Sivri, Hınzır & Cüretkar Yorumlar – Neyi Feda Edemez?

Mona_Lisa___Manga_Style_XD_by_Nisai
Resim:

Sivri, Hınzır & Cüretkar Yorumlar – Neyi Feda Edemez?

Herkesin herşeyi kıymetlidir :))) Ama hepimizin asla feda etmek istemediğimiz bir nimeti vardır… Sivri, Hınzır ve Cüretkar bir bakışla, burçlara göre en bi üstüne titrenilen şeyin ne olduğunu AÇIKLIYORUMMM :)))) Yine hepiniz benden neffrett edeceksinizzzzzz :))))))

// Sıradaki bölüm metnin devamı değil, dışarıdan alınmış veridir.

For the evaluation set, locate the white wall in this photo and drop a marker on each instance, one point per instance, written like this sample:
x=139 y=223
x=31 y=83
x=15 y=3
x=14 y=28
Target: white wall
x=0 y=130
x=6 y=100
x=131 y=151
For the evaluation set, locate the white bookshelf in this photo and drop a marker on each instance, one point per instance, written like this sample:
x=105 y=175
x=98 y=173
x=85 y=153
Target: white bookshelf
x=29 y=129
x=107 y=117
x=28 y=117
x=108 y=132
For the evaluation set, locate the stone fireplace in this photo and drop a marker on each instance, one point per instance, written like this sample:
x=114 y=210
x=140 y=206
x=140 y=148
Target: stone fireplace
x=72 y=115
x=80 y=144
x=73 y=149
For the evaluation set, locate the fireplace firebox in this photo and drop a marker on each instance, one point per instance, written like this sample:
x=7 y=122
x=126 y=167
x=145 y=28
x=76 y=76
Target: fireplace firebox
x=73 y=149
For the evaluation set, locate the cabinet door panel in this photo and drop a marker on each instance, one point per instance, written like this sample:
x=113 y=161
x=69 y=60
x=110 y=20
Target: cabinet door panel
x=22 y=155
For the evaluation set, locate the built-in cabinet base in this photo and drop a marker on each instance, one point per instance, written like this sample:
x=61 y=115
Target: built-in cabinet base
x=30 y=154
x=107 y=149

KOÇ: Gururunu! Şimdi aslına bakarsanız Koç öyle kendine iş arayan bir insan değildir :))) Rahatına düşkündür. ”Çalsın Sazlar Oynasın Kızlar” modunda yaşamaya bayılır… Ama Koç bir alfa yani bir sürübaşıdır! Kendisine ya da hakimiyeti altında gördüğü her hangi bir şeye ucundan accık ”tokanacak” birşey ortaya çıktı mı, Koç birden yerinden doğrulur, ”ahiyaaaakkk!” tarzı bir savaş çığlığı atar ve saldırı pozisyonuna geçer :))) Zira, Koç için bu bir gurur meselesidir! Bu yüzden de bir Koç’a istemediği bir şeyi yaptırmanın en iyi yolu, gururuna tokanacak bir laf etmektir. İktidarını ispat etmek için ”mantıksız” işler yapmaya pek müsaittir. Onu peşinize düşürmenin en iyi yolu da, ona ait olmayı reddetmektir :))) Çok gururu kırılır ve peşinize takılır… Yani ”ASLINDA BASİT BİR MEKANİZMALARI VAR” desem yalan olmaz :)))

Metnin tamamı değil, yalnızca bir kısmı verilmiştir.